If that is true then scaling this company is not about installing identical RVs in ten cities. It is about embedding the worldview inside the people who inhabit those spaces.

The tempo question returns here. How quickly can a worldview spread without turning into a slogan? Worldviews decay when ritual becomes routine, when coherence hardens into jargon, when the living idea fossilizes into a poster on the wall. How often must people return to the source so it remains water and not wallpaper? How do you build rituals that keep the ideas alive?

In the traditional tennis model cadence comes from the schedule of clinics and tournaments. In the company I am building cadence comes from IEDE. Intention. Experience. Debrief. Evolution. IEDE is not just a framework that tracks tempo. It produces tempo. The rate of that cycle determines the rate of company learning. If the cycle is slow or irregular, learning drifts. If the cycle is frantic, nothing sticks.

IEDE is the internal metronome.


Donald Knuth once wrote that premature optimization is the root of all evil. He meant it for software. It works just as well for founders.

When you begin to feel momentum there is a temptation to lock things down. To take the first version that works and freeze it. To believe the pattern that solved last month's problem will solve next year's. The system becomes brittle before it has earned the right to be permanent.
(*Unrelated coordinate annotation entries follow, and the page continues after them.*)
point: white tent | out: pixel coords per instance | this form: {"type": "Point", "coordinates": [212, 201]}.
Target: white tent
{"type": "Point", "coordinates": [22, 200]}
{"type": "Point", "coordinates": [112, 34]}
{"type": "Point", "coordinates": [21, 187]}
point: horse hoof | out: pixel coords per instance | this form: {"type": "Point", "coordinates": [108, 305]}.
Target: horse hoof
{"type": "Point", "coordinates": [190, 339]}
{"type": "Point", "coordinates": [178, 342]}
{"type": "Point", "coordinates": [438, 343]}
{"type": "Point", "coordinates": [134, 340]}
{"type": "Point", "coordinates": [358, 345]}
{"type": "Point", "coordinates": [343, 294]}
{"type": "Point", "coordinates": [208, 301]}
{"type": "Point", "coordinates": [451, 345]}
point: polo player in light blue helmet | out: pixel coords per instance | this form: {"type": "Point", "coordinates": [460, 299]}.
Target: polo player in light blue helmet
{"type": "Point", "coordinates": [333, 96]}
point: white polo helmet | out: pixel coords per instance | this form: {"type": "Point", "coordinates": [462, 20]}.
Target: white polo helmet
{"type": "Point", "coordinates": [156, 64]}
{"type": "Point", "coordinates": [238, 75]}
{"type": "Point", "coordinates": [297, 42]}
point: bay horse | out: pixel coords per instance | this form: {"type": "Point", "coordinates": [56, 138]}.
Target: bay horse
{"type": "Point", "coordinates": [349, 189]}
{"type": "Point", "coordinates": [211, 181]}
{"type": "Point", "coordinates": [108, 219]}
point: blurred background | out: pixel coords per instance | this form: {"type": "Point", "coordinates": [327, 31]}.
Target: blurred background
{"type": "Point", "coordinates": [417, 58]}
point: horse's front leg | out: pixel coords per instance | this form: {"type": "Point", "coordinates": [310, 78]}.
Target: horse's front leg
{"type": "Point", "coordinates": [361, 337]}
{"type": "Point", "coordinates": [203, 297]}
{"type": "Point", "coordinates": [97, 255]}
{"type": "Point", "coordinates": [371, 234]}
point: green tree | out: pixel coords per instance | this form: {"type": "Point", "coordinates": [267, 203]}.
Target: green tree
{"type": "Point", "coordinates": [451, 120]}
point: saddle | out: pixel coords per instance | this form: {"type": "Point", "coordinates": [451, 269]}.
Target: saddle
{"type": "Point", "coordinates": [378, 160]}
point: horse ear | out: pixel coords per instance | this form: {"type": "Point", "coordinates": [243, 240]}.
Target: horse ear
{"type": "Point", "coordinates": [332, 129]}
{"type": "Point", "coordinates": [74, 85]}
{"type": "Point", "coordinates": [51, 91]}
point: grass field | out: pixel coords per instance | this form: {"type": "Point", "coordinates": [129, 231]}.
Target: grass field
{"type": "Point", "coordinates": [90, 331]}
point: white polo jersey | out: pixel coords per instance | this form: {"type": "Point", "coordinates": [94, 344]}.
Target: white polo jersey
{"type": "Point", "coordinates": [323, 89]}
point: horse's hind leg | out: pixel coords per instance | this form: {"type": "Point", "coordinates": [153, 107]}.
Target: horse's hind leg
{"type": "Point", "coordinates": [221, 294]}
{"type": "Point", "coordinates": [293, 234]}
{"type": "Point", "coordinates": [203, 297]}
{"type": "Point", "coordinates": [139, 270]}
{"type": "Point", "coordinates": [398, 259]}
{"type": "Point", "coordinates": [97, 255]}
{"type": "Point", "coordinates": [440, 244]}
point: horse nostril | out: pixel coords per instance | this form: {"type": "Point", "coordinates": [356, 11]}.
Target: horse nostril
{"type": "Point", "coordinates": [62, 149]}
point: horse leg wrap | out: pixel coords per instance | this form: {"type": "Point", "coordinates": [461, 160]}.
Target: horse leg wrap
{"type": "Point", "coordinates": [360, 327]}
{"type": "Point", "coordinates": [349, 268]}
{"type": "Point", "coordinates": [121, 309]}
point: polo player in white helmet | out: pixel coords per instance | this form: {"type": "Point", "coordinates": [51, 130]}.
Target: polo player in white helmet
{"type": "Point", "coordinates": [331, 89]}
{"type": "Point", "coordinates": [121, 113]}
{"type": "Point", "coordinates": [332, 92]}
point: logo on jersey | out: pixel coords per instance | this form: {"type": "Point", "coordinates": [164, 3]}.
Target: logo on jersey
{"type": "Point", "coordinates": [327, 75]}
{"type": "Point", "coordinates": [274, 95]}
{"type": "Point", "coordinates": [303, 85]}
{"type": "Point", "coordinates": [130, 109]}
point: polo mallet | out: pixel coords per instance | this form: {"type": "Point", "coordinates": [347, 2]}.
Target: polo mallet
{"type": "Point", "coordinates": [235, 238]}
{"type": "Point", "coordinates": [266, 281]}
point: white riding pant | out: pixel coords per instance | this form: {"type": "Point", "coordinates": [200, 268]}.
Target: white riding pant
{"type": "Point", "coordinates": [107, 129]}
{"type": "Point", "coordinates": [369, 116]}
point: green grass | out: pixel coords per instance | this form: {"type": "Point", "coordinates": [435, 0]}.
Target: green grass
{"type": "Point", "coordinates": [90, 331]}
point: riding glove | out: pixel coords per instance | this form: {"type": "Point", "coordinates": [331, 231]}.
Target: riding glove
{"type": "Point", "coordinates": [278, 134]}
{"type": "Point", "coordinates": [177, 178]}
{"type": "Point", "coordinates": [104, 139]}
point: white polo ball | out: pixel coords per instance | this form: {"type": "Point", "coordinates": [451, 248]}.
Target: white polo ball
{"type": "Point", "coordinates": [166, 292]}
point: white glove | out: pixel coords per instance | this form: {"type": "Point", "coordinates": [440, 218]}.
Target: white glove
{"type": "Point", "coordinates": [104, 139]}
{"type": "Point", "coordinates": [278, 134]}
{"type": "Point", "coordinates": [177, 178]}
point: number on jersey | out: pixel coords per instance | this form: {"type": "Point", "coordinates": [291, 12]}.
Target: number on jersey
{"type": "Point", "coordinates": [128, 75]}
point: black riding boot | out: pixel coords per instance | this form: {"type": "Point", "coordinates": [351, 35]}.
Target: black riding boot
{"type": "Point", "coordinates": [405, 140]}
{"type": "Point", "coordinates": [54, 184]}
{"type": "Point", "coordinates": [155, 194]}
I recognize that temptation in myself. I like structure. I like architecture. I like knowing the shape of the thing I am building. But Day 24 reminds me that hardening too early is its own kind of failure. The early stages require something closer to jazz than to classical composition. You have to hold the form loosely enough that it can evolve.

The readings suggest the right moment to optimize comes later. After the pattern has proven itself under different conditions. After you have gathered enough data to know what actually needs to be stable. For now the tempo must stay flexible.


Andy Grove also wrote that bad companies are destroyed by crisis, good companies survive them, and great companies are improved by them. Crisis is not optional. Crisis is structural.

What I have not yet described is what happens after the adrenaline fades. The room gets quiet. The question shifts from what do we do now to what did that just teach us. That shift is where the real tempo work lives. Not the sprint but the debrief. Not the fix but the reveal.

Crisis shows whether the structure is stable or brittle. It shows whether people collapse inward or coordinate outward. The practice is to ask a single question afterward. What did this reveal about the system?

That question is harder than asking how fast I can fix something. But it is how you build a company that can survive ten more crises down the road.


There is no team standup where we talk about cadence. There is no operations lead telling me when the system feels strained. There is no investor memo announcing that we found the right rhythm.

There is only a founder, a notebook, a study plan, and a body that has already survived more pressure than most companies ever face.

Day 24 does not offer comfort. It offers a lens. Pay attention to rhythm. The company will live at the pace you set. The architecture you are building will become a metronome once other people join you.

I can almost feel what that first shared tempo will be like. Someone else in the room carrying part of the cognitive load. The moment when a decision does not have to pass through my nervous system alone. The first time cadence becomes conversation instead of soliloquy.

IEDE will be one pulse. Court 4 will be another. Founders' Room will add the long slow breath of reflection. The families and athletes and founders who enter this system will feel the tempo whether I name it or not.

The work now is simple. Track when my tempo spikes and when it falls. Learn which rhythms produce insight and which produce drift. Catch myself before I harden a pattern that is not ready to be permanent.

Day 24 is the reminder that I am not composing for a solo instrument. I am writing for an ensemble that does not exist yet.

When they arrive they deserve a score that lets them play in time.